HTTP (HyperText Transport Protocol)

Die Einrichtung eines Web-Servers ist absolute Pflicht für jeden ISP. Schließlich muß man seine Kunden informieren und kann gleichzeitig noch Webhosting anbieten. Als Server-Software bietet sich der freie Apache an. Der Source-Code ist frei verfügbar und eine optionale SSL-Library für die Übertragung ist außerhalb der USA legal zu benutzen. Vom Monopolisten Microsoft kann man ebenfalls den mit Windows NT mitgelieferten IIS (Internet Information Server) benutzen. Weder für Sicherheit noch für Administrierbarkeit ist die Software allerdings besonders berühmt. Ein weiteres Produkt ist der Netscape Server, der allerdings stark an Marktanteil verliert. Insgesamt ist ein Webserver eine lukrative Sache, denn Webhosting bringt zwar vergleichsweise wenig Geld, macht aber auch kaum Arbeit.

Auth-Server

Nicht wegzudenken ist außerdem ist ein Authentication-Server, der den Zugang und die Abrechnung der Kunden übernimmt. Dieser Server verwaltet z.B. statische und dynamischen IP-Adressen und Dialback-Kunden. Als Software wird hier verbreitet Radius von Livingston oder TACRS eingesetzt. Radius kann bis zur Version 2, die für den Januar '98 angekündigt ist, noch keine Verbindungen abrechnen. Nachteil von TACRS: das Format der Log-Dateien ist nicht einheitlich und extrem schwer zu parsen.


Verbindungen

Die Angebote der Telekommunikationsfirmen sind in den USA und in Deutschland sehr unterschiedlich. Während in den USA eine ISDN-Standleitung monatlich unter $100 kostet, kann sich kein durchschnittlicher ISP eine ISDN-Standleitung in Deutschland leisten, von Leitungen mit noch höherer Bandbreite ganz zu schweigen.
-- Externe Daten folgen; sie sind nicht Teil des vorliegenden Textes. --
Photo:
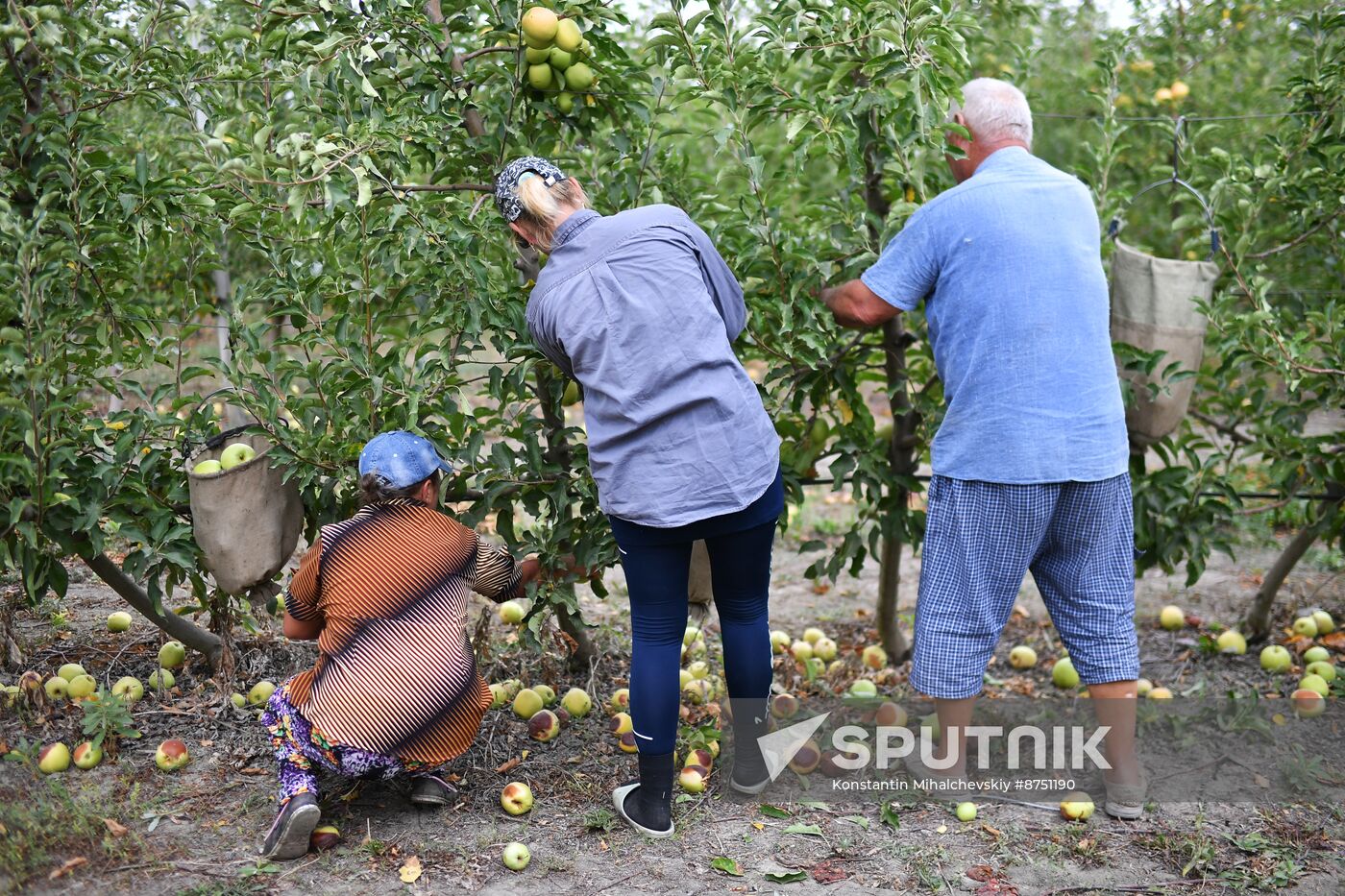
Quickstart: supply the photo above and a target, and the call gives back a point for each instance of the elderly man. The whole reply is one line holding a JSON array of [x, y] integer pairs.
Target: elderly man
[[1031, 459]]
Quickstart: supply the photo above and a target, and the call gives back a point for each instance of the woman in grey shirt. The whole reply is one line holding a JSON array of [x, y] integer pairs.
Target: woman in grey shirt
[[642, 311]]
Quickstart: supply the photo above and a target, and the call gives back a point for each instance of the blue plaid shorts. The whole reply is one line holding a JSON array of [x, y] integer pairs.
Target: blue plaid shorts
[[1078, 541]]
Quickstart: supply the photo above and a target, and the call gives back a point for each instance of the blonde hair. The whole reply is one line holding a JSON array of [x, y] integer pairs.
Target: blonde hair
[[545, 206]]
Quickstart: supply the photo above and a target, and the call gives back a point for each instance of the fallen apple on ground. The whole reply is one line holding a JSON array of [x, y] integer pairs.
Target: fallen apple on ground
[[544, 725], [517, 798], [577, 702], [515, 856], [323, 838], [81, 687], [1275, 658], [171, 755], [1063, 674], [86, 755], [54, 758], [1231, 642], [237, 453], [874, 657], [70, 671], [1308, 704], [1076, 806], [172, 655], [527, 702]]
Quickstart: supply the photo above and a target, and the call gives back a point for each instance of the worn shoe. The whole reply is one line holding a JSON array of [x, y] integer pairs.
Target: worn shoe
[[1126, 801], [288, 835], [432, 790]]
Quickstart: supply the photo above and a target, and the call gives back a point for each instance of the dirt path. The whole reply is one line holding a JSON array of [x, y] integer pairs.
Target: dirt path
[[211, 815]]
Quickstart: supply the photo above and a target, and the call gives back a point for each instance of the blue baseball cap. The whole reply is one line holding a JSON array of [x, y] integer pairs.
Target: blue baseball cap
[[401, 459]]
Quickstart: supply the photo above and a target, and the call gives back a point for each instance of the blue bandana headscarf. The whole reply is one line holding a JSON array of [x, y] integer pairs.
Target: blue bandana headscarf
[[507, 181]]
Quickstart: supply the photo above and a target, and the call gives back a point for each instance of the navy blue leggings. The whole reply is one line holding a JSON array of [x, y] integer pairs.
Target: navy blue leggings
[[656, 577]]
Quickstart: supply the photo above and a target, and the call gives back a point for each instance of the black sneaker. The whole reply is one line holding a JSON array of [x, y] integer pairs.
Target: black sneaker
[[288, 835], [432, 790]]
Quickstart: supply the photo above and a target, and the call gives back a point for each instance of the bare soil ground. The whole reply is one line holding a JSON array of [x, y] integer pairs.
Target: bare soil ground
[[197, 832]]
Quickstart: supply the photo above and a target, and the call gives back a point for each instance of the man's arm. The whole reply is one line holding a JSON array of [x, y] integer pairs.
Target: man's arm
[[857, 305]]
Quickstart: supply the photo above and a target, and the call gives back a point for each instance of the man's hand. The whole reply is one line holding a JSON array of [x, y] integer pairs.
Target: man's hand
[[857, 305]]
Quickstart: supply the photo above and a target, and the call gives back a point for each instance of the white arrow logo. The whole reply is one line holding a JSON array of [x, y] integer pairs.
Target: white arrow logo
[[779, 747]]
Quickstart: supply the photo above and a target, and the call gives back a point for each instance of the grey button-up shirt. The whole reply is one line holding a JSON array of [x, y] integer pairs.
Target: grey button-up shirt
[[642, 309]]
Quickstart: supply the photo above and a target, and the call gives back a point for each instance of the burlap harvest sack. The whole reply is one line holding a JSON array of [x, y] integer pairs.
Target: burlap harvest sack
[[246, 520], [1153, 307]]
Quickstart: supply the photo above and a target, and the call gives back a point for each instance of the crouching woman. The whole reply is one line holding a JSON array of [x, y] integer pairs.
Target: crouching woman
[[394, 691]]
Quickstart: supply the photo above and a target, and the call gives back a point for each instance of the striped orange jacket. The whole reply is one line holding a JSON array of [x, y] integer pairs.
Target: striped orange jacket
[[396, 673]]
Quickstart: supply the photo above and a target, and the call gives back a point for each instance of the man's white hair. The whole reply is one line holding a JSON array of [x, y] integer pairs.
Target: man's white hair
[[994, 110]]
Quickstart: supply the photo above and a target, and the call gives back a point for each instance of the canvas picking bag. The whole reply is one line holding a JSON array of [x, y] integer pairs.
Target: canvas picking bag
[[1153, 308], [246, 520]]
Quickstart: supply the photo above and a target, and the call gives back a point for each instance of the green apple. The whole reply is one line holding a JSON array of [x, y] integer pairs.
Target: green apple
[[511, 613], [171, 755], [1231, 642], [1314, 682], [517, 798], [239, 452], [568, 36], [70, 671], [128, 689], [540, 24], [527, 702], [1063, 673], [515, 856], [81, 687], [1305, 626], [87, 755], [1317, 654], [57, 688], [577, 702], [261, 691], [172, 655], [1322, 668], [578, 77], [54, 758], [1275, 658]]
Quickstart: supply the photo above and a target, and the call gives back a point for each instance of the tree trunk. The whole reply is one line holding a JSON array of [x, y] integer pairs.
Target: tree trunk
[[187, 633], [1257, 624]]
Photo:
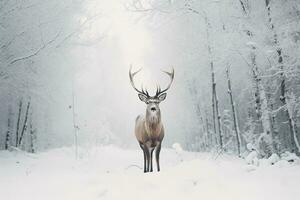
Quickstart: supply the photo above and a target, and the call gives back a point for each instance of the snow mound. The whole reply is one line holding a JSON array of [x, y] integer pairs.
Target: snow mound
[[111, 173]]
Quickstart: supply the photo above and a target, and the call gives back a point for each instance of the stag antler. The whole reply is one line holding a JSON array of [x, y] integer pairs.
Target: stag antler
[[131, 75], [171, 75]]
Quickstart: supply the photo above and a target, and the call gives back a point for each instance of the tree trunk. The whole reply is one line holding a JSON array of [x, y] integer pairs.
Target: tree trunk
[[32, 136], [236, 128], [8, 135], [219, 120], [18, 122], [25, 123]]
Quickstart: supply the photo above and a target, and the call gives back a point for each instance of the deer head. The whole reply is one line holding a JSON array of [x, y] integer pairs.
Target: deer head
[[153, 111]]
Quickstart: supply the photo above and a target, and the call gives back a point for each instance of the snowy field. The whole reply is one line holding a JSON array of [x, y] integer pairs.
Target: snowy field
[[114, 173]]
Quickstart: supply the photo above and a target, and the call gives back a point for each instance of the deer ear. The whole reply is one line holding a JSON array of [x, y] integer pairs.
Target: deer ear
[[162, 96], [143, 97]]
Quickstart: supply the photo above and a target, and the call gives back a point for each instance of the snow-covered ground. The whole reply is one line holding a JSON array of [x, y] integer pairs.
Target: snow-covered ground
[[113, 173]]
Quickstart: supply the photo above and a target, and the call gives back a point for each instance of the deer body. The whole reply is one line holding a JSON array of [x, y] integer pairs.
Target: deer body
[[149, 130]]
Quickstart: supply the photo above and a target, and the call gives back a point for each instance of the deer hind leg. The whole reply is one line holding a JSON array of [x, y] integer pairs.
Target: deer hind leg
[[157, 152], [145, 160]]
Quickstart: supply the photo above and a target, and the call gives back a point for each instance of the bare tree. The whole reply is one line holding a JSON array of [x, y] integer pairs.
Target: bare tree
[[8, 132], [236, 128], [18, 122], [25, 123]]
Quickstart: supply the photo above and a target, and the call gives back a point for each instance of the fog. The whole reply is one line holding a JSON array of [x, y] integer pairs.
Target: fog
[[70, 60]]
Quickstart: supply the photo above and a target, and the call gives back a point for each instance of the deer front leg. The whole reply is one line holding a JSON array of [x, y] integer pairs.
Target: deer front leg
[[143, 149], [151, 162], [147, 153], [157, 152]]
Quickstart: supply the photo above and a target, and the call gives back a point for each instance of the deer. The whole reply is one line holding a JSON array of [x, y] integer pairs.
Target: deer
[[149, 129]]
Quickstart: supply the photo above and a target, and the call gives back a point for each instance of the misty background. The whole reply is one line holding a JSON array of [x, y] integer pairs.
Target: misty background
[[54, 52]]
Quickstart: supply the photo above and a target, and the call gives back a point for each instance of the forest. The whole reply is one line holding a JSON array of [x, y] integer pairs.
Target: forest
[[233, 104]]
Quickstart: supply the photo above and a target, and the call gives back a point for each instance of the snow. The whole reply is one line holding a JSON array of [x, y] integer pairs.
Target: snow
[[110, 172]]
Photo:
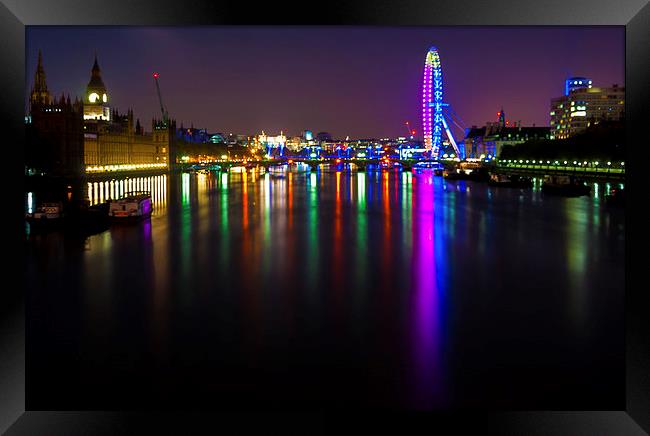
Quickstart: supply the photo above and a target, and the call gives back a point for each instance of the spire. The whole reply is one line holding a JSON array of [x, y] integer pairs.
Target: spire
[[40, 93], [96, 83]]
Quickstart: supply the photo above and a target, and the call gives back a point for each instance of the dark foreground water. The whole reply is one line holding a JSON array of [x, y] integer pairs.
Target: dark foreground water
[[332, 290]]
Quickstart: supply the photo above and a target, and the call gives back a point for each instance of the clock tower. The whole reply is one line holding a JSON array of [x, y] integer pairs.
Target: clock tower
[[96, 99]]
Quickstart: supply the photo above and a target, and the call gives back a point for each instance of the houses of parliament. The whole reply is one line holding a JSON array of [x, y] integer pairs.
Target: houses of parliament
[[72, 138]]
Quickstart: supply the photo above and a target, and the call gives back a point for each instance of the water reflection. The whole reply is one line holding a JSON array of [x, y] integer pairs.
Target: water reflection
[[393, 288]]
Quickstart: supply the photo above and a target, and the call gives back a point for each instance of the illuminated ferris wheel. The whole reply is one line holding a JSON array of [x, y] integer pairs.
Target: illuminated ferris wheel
[[433, 119]]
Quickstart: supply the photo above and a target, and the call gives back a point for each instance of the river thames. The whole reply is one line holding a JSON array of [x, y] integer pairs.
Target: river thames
[[331, 290]]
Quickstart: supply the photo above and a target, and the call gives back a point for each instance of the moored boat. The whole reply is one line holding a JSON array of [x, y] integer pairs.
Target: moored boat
[[132, 206], [616, 197], [47, 215]]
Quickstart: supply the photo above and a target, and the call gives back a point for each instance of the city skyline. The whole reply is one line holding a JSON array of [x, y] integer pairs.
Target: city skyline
[[296, 78]]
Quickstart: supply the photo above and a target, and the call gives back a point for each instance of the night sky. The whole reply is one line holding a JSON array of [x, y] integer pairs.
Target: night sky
[[358, 81]]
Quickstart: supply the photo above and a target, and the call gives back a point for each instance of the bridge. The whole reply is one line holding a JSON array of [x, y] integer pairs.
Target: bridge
[[361, 164], [614, 171]]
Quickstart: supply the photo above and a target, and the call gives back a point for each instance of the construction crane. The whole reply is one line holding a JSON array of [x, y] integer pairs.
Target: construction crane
[[162, 107]]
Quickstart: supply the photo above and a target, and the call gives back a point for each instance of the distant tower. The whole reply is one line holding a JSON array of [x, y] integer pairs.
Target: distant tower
[[96, 98], [40, 94], [502, 118]]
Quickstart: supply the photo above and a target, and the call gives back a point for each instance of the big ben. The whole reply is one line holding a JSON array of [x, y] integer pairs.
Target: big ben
[[96, 98]]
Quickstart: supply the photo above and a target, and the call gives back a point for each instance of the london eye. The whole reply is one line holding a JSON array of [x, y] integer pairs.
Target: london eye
[[433, 120]]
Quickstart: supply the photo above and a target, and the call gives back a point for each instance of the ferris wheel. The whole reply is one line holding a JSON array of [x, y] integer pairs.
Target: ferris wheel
[[433, 118]]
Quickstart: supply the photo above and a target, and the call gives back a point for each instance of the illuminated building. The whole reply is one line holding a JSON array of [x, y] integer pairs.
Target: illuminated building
[[573, 83], [112, 142], [54, 131], [323, 137], [584, 106], [488, 141]]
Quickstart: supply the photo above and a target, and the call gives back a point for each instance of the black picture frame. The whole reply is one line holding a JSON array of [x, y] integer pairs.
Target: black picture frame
[[16, 14]]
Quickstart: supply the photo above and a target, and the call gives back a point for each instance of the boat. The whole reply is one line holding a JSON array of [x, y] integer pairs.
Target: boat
[[616, 197], [47, 215], [133, 206], [278, 168], [564, 185], [435, 166], [510, 181]]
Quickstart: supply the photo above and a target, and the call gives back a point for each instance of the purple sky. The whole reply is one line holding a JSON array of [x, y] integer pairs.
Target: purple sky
[[357, 81]]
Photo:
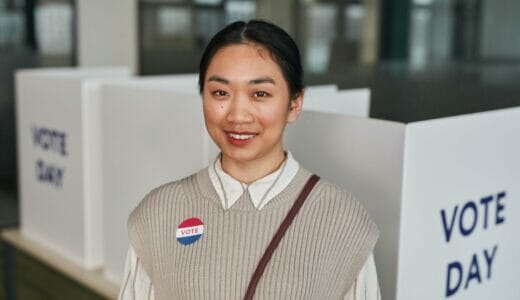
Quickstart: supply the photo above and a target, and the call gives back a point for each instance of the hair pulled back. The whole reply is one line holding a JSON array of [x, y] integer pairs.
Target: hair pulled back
[[281, 46]]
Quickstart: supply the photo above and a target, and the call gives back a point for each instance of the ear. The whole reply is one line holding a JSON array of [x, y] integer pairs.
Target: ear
[[295, 108]]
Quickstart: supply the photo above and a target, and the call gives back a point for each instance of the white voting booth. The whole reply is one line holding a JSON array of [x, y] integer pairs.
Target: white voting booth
[[59, 167], [154, 133], [443, 193]]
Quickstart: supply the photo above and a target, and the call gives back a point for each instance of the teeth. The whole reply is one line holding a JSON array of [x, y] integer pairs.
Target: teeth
[[241, 136]]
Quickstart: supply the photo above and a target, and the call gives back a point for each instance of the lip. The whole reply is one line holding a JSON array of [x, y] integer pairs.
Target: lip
[[241, 132], [237, 142]]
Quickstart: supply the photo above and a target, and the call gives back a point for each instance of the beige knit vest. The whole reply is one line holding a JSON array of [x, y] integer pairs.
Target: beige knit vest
[[318, 258]]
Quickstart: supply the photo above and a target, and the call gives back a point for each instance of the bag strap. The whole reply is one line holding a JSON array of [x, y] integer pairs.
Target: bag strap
[[278, 236]]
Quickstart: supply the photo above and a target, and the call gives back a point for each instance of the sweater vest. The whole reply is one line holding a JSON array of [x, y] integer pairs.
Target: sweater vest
[[318, 258]]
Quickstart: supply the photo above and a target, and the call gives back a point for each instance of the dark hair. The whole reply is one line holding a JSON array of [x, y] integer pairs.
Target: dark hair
[[281, 46]]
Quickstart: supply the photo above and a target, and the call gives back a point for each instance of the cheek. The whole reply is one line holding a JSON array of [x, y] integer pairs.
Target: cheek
[[274, 118]]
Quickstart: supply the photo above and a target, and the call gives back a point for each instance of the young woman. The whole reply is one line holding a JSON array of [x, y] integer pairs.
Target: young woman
[[202, 237]]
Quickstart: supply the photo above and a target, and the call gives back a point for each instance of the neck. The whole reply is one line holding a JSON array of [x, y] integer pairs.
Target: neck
[[250, 171]]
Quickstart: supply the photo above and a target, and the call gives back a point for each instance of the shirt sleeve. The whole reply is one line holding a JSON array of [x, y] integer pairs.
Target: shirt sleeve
[[366, 285], [136, 284]]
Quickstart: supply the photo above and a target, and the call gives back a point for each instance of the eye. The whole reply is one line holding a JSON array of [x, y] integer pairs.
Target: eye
[[219, 93], [261, 94]]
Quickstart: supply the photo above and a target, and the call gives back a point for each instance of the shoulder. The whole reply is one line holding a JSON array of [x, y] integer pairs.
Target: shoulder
[[158, 198], [347, 209]]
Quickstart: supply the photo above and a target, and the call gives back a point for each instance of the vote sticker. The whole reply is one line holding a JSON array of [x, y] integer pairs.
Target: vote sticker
[[189, 231]]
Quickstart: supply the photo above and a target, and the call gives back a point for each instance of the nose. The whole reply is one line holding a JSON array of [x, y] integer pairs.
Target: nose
[[240, 110]]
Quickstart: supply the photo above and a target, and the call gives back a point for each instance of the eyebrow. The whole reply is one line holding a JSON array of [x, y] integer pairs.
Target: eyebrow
[[260, 80]]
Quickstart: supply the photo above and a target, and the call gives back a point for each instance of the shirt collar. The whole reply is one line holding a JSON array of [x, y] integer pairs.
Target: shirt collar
[[233, 188]]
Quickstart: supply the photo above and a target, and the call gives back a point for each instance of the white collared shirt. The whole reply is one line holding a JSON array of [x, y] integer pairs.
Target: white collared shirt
[[137, 285]]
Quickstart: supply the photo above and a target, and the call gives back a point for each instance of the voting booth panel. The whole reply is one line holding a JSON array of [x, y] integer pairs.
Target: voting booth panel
[[152, 134], [365, 156], [57, 135], [353, 102], [441, 192], [460, 209]]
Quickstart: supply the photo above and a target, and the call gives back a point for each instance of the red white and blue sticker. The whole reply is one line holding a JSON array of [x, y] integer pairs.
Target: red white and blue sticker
[[189, 231]]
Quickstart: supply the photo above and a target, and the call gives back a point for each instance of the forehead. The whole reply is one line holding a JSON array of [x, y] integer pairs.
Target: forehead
[[244, 59]]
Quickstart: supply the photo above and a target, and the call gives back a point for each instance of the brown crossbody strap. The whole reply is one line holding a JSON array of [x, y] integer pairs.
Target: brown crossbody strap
[[278, 236]]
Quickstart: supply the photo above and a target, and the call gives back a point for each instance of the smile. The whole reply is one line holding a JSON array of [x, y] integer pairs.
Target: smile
[[241, 136]]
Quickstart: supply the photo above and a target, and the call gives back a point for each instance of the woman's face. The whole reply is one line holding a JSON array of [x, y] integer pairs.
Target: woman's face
[[246, 103]]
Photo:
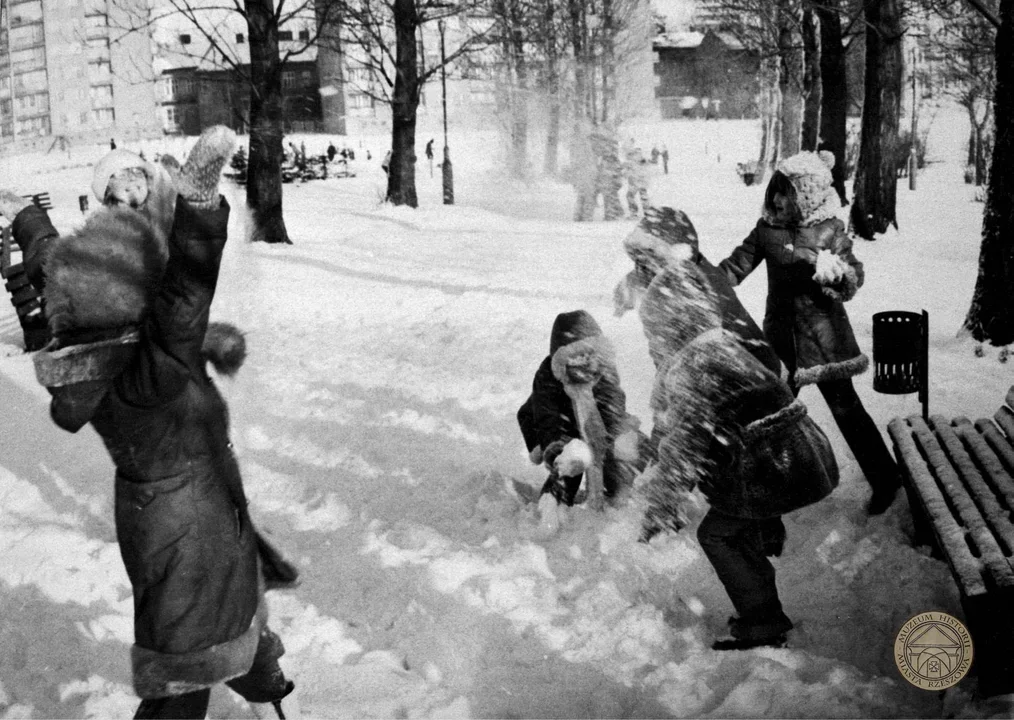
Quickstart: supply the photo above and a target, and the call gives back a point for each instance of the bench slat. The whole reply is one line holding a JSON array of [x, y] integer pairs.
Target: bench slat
[[1005, 419], [973, 518], [997, 465], [1000, 443], [949, 533]]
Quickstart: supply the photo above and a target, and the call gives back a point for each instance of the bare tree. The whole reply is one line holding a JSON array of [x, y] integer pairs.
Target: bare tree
[[991, 315], [834, 90], [812, 88], [263, 75], [379, 41], [875, 188]]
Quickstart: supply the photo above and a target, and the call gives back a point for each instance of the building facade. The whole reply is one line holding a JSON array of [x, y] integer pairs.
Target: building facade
[[65, 73], [705, 75]]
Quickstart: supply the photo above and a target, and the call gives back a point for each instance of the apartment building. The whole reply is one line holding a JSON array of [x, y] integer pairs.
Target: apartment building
[[67, 72]]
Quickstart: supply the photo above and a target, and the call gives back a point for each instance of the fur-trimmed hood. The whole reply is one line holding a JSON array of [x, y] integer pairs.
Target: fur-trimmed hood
[[104, 274], [583, 360], [809, 173]]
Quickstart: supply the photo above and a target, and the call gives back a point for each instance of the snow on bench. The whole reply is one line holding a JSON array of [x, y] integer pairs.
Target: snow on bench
[[959, 478]]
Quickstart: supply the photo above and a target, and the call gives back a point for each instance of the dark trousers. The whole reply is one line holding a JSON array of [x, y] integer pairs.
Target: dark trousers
[[860, 433], [738, 550], [264, 682]]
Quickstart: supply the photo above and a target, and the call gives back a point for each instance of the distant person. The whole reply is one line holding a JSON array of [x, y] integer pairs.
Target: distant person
[[811, 273]]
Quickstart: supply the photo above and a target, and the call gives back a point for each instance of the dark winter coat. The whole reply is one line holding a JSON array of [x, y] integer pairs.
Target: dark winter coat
[[185, 533], [667, 237], [31, 227], [733, 428], [804, 321], [548, 415]]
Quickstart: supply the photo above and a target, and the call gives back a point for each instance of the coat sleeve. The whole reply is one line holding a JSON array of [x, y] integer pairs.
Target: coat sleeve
[[32, 231], [744, 260], [611, 402], [842, 245], [552, 411], [172, 334]]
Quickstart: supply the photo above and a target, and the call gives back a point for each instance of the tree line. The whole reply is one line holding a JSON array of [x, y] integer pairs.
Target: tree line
[[570, 56]]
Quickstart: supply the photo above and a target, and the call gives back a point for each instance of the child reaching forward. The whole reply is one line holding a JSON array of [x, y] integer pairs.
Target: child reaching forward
[[811, 272], [577, 411], [729, 426]]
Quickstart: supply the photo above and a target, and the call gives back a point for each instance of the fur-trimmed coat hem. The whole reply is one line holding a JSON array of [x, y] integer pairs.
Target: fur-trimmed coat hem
[[159, 674], [831, 371], [101, 360]]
Auch aufgrund von komplizierter Konfiguration und umfangreicher Hardware wird sich der kleinere ISP meistens für eine Standleitung zu einem Backbone-Provider entscheiden.

Auf der Kundenseite kann man häufig in Kooperation mit vorhandenen ISPs Einwahlzugänge gemeinsam nutzen. Ansonsten bleibt nur die Anschaffung eines Racks mit Modem- oder ISDN-Einsteckkarten z.B. von US Robotics, Cisco oder 3com.


ISP in Deutschland

Durch die extrem hohen Standleitungskosten in Deutschland lohnt es sich nicht, einen reinen ISP zu eröffnen. Ernsthaft läßt sich nur mit zusätzlichem Service (etwa Web-Hosting oder -design) Geld machen. Durch die reine Einrichtung der Dienste bewegt man sich mit viel Erfolg gerade eben am Break-Even. Und selbst Ulf Zimmermann arbeitet hauptberuflich als Administrator bei Silicon Graphics.